We’ll try to keep everyone updated more often during our (hopefully) short stay in Oakland. We plan to return home Thursday evening. Special thanks to the Bapas, Aunties, and Uncles for watching Lincoln and the house.

Thank you everyone for the support, care, and love.

Jul 22, 2016 3:15pm (Sara)

Well…this has definitely become “delayed” intensification. I got a call (while at work of course…thank you for the hug Jessica), and it turns out that Oakland is “booked” till Wednesday. So we have an appointment Wednesday checking in at 8:45am for a 10:10am lumbar puncture. Then the chemo infusions. Then the overnight stay to monitor organ function and urine output (hoping for just one night). Then home.
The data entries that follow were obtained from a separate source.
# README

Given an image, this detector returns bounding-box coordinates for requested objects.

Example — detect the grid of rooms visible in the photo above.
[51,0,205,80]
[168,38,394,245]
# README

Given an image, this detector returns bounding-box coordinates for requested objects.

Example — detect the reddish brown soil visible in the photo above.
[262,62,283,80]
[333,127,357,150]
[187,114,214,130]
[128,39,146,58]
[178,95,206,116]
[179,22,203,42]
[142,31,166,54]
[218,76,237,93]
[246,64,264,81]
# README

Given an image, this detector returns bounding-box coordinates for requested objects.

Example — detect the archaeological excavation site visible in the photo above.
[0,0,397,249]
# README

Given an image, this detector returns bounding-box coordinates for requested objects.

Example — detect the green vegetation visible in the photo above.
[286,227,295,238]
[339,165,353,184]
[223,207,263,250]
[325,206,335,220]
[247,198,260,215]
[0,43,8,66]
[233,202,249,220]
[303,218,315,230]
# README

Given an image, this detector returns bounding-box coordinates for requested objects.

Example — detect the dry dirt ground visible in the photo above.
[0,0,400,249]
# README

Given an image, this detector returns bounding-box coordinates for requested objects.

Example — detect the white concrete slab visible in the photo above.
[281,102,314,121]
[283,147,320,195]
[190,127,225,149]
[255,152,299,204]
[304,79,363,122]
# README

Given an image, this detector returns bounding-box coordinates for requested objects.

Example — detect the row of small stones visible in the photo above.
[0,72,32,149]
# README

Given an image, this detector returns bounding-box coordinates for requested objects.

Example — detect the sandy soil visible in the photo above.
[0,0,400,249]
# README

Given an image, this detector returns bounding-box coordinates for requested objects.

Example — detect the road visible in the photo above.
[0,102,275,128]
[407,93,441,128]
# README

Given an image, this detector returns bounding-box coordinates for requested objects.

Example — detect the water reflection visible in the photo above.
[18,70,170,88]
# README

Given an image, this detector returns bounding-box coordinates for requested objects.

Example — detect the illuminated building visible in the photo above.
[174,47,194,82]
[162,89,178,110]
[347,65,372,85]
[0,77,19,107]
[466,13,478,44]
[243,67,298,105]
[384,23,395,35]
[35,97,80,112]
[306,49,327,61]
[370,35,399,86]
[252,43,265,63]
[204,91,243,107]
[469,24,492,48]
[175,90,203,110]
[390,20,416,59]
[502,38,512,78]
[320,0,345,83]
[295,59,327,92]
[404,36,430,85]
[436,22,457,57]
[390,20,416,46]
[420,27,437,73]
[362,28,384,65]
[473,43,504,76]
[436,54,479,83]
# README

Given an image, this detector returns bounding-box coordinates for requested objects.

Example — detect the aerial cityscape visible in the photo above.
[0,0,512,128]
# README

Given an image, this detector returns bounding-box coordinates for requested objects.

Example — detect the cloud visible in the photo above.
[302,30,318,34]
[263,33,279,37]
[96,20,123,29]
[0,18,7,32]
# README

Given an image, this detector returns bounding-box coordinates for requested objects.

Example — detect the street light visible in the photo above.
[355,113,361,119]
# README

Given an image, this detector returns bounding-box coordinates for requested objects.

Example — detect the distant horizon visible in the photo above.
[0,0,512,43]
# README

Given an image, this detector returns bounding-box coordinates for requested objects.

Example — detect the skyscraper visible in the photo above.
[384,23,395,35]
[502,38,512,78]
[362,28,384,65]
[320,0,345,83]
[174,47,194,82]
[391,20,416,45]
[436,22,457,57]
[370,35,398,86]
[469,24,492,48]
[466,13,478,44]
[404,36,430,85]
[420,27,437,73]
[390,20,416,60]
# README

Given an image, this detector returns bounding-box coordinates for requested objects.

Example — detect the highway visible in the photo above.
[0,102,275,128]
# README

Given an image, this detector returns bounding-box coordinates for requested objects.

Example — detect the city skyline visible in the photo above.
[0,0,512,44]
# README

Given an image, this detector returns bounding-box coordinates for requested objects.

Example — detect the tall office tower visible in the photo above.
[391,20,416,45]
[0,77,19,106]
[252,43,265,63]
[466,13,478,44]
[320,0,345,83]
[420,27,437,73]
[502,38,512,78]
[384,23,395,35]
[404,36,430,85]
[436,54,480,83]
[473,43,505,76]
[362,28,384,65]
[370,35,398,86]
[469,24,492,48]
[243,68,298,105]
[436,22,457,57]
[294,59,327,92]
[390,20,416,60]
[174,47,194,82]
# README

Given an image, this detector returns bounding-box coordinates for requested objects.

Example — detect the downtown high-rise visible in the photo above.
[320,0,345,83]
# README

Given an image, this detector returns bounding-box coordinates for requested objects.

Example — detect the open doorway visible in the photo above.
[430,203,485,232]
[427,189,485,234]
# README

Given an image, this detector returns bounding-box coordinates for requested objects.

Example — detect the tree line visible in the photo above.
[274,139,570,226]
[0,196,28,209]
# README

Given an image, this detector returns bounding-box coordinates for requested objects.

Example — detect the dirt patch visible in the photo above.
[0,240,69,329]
Wednesday will be 12 days after she was supposed to start part two. 12 days. 1.7 weeks. Doesn’t seem like that long but it is feeling like forever. Why can’t 12 day vacations feel this long? When I was on the phone with the nurse, I didn’t cry. I held it together for the 5 minutes it took for her to tell me the plan – or that there is a plan in the works. I some how kept from expressing my frustration (more likely fear) with the feeling of being treated as if we are guests checking into the Circus Circus Hotel/Casino in Reno. Booked? Like a hotel? What? How does that happen? And what does this really mean for Maya? I understand that she needs to make counts and blood recovery can take time. But a 12 day delay due to logistics? Well that just sort of pisses me off.

It is most certainly not the nurse’s fault and she was kind to put me on hold and go ask (for the 4th time) what this might mean for Maya’s ultimate prognosis and chance of relapse. She returned with “in the grand scheme of things, this delay really shouldn’t make any difference”. There’s that word again “shouldn’t”. I really wish they would just say “well, we really don’t know…” because they probably don’t know. They see relapse. They don’t know why it happens. But with a protocol so rigid and scripted, it makes my stomach tighten with fear thinking that we aren’t following this well researched road map exactly. I am aware that is probably the perfectionist in me but…I can’t change it. I can just deal with it.

The 12 day delay is stressful but I am trying to move past the anger and “make lemonade”. We made it up to the lake yesterday. It was wonderful and the weather was PERFECT. I think we found the only few hours of stillness among this summer of wind. Maya and Lincoln got to play with their buddy, Liam. Scott and I got to hang with our buddy, Megan. We all got to hang on a beautiful beach with perfection in the air. Since we don’t live on my favorite piece of Earth out in the sea, my isle of Kauai’i, I’m blessed to have Tahoe in our back yard. 24 minutes from our home to the parking lot at Sand Harbor…hard to stay angry when we are able to enjoy that.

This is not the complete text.